Вокруг уже поднялся крик: толпа узнала нас. Новость о нашем прибытии быстро понеслась в сторону Афин и Скалы, а собравшиеся вокруг люди пялили глаза на царского сына, вырядившегося как шут. Женщины жалостливыми голосами обсуждали шрамы, оставленные скользящим прикосновением бычьих рогов на моей груди и боках. Такие рубцы были у всех нас. А они думали, что нас пороли. На лицах кое-кого из наших я заметил смущение. На Крите всякий видел в этих отметинах честь, свидетельство тонкого мастерства.
Подплывая к родным берегам, я думал о погребальных плачах, о слезах и скорби по мне, собственной волей назвавшемся жертвой богу. Прогнать эти воспоминания было нелегко. Какая-то старуха поцеловала меня.
На Бычьем дворе голоса девушек и юношей не смолкали весь день. Я все еще слышал их.
– Смотрите, мы вернулись. Да, вернулись, все до единого, вот и твой сын. Нет, критяне не будут преследовать нас, потому что Минос погиб. Рухнул Дом секиры! И мы бились в его развалинах после землетрясения. Тесей сразил наследника критского царя Минотавра. Мы свободны! Больше дани Криту не будет!
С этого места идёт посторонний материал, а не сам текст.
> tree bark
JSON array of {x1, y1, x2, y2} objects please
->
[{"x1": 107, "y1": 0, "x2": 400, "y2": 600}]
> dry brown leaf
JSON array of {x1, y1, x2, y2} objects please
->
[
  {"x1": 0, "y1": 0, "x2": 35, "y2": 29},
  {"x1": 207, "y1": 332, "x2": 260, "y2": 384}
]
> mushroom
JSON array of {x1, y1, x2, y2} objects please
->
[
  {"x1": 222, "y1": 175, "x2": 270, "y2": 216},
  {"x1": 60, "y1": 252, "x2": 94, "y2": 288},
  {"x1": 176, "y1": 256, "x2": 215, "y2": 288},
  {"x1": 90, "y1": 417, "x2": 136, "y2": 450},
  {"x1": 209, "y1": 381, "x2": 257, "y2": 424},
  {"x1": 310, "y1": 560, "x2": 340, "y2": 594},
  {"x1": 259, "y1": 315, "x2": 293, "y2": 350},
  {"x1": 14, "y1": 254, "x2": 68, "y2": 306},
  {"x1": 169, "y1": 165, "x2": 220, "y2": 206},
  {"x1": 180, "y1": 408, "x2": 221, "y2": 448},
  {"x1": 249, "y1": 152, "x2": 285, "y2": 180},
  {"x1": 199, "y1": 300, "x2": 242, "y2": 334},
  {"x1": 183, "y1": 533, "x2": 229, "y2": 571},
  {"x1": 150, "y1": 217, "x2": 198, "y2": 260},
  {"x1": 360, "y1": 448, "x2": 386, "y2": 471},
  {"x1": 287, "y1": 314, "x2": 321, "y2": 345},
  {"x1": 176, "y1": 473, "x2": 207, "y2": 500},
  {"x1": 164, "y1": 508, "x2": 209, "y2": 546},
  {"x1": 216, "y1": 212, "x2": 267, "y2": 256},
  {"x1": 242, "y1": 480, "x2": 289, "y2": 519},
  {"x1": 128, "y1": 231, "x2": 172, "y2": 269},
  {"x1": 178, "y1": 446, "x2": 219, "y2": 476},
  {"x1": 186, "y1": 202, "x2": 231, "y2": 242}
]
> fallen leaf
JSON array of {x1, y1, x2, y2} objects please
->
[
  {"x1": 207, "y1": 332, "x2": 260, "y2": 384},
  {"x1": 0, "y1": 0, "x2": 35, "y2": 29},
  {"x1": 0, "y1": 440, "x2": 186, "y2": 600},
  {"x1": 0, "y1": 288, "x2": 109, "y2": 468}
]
Люди смотрели на нас и вполголоса разговаривали. Новость была слишком велика, чтобы радовать. Мир без Крита станет совсем иным. А потом молодые люди, вскочив на ноги, запели пеан.
Я улыбнулся своим товарищам:
– Ужинаем дома.
Но сердце мое говорило: «Молчите об остальном, мои дорогие собратья по тайне. Люди уже узнали то, что способны понять… так не старайтесь перекричать ветер». Но мои спутники все трещали, и вновь обретенный аттический слух доносил до меня птичьи, чужеземные нотки в их речи.